07 December 2009

seek and ye shall not find

morphological revelations on my morning comb through twitter and facebook statuses:

whoa. on the other hand, this isn't entirely unexpected. morphology tends to be entropic, that is, it favors simplicity and regularity and minimal expression, and moves in that direction over time. this doesn't mean the language apocalypse is upon us any more than the heat death of the universe, as predicted by physical entropy, is. just like physical entropy, language entropy can be locally reduced by other factors, particularly token frequency. that is to say—in the broadest terms—speakers are likelier to hang on to irregular forms of words that are used all the time, and tend to regularize words that aren't as common.

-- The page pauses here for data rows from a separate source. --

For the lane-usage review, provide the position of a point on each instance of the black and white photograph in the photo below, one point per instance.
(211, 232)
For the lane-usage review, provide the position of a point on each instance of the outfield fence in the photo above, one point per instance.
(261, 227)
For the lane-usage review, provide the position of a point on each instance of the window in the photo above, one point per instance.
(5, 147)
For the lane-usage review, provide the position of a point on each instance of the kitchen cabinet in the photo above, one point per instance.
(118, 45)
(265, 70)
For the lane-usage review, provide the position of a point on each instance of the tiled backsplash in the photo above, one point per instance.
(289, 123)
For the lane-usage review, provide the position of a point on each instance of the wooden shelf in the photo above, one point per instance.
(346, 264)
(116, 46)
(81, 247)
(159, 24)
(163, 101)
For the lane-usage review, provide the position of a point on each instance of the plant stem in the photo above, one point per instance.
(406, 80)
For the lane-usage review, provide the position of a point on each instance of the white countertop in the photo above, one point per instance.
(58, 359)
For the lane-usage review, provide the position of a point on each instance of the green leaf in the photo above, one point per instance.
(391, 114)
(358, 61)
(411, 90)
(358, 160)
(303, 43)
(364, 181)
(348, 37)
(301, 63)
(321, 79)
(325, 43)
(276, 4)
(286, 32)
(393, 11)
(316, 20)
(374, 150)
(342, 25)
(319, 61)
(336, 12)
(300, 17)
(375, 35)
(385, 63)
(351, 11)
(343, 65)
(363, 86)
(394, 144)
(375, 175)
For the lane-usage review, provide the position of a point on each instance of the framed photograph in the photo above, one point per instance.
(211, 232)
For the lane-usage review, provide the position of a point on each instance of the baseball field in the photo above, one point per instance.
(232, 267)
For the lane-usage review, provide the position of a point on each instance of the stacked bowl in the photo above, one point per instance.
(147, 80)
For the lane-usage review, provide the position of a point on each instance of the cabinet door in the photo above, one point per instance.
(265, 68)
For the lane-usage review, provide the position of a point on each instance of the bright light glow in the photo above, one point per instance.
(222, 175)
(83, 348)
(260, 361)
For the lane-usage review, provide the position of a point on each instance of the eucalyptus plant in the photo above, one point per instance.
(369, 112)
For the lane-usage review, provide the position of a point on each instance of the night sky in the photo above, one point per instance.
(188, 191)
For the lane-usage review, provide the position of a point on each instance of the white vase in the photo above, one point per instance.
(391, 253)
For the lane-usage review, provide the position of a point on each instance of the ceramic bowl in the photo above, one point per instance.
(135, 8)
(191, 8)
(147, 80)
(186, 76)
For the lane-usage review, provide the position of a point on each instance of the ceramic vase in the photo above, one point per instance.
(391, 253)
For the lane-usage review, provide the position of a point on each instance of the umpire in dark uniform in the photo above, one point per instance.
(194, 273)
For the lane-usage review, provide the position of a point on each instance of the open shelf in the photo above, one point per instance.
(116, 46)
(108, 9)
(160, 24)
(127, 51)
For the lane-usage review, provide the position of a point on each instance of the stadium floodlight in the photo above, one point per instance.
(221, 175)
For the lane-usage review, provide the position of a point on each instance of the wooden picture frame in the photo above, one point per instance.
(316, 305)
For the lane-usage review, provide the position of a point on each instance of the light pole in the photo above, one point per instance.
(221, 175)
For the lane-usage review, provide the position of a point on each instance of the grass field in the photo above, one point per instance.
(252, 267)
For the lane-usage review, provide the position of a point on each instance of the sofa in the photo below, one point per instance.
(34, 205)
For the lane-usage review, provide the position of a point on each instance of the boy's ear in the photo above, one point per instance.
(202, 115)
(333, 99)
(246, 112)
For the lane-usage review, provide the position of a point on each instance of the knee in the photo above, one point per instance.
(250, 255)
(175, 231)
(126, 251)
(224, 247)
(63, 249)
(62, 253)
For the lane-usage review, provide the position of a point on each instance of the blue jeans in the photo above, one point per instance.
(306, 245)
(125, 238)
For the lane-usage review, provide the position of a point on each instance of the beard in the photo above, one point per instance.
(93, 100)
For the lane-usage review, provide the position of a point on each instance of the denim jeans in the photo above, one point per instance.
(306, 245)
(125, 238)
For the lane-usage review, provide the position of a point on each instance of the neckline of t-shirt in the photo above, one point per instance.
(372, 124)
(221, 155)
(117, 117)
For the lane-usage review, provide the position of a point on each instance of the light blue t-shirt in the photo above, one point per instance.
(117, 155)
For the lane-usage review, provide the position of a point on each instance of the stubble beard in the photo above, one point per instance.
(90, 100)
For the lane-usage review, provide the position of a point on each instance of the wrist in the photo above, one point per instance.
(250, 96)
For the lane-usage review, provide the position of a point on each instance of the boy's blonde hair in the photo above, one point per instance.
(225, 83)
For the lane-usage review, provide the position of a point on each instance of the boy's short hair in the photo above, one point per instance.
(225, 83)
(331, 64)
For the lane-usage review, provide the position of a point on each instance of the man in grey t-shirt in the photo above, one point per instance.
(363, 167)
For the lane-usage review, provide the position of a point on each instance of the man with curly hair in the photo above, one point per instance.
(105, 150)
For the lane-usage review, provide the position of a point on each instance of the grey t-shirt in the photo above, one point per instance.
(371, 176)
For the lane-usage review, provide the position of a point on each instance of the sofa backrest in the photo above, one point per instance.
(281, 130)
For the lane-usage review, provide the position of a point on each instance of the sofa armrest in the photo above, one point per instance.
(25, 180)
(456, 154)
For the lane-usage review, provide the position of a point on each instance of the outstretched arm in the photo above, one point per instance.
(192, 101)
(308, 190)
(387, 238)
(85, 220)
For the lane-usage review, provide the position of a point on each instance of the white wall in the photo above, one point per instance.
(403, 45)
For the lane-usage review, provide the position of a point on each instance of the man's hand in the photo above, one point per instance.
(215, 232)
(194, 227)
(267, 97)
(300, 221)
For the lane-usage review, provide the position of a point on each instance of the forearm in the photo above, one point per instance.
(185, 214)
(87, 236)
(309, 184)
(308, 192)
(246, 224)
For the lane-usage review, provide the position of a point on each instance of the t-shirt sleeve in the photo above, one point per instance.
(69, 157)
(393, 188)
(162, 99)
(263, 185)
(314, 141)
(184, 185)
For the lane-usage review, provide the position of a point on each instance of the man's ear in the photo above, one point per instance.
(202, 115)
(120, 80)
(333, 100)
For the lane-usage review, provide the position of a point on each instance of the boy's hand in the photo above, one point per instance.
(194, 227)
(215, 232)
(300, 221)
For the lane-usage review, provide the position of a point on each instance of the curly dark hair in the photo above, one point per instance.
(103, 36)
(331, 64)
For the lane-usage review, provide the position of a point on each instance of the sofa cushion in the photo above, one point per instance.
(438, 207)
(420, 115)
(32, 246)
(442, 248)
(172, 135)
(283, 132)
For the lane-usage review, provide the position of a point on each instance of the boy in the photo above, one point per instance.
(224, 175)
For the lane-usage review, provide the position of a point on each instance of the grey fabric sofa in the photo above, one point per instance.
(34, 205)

that brings me to my "whoa" moment. i just hadn't realized that 'seek' was possibly on the cusp of regularization. so the question is, how does 'seek'/'sought' stack up to other verbs with past tense forms in -ought? to get a comprehensive list, i turned to a reverse dictionary, which yielded just five non-compound -ought pasts: bought, fought, thought, brought, and our test case, sought. next to test their frequencies i headed to wordcount.org, a nifty visualization of frequency in the British National Corpus. admittedly the BNC might not give the most precise results for predicting the tendencies of young speakers in Michigan, but should be accurate enough. here are their ranks (not token counts; smaller numbers indicate higher frequency):

buy/bought: 785/1129
fight/fought: 1484/3204
think/thought: 102/152*
bring/brought: 631/461
seek/sought: 1875/1895

the data reveals that i perhaps shouldn't be as surprised as i was. 'seek' is the least frequent of the five verbs, although strangely 'fought' is the least frequent past tense form. i starred 'thought' since its frequency is probably affected considerably by use of the noun 'thought'. also of note is the fact that 'bring' is the only item whose past tense is more frequent than the base form; this is due to the fact that 'bring' requires a progressive present tense ("I bring the wine" ≠ "I am bringing the wine" but rather "I (habitually) bring the wine"). despite—or perhaps owing in part to—its frequency, 'bring' is subject to taking on a different irregular pattern, 'bring'/'brang'/'brung' in many children's speech and some adult dialects.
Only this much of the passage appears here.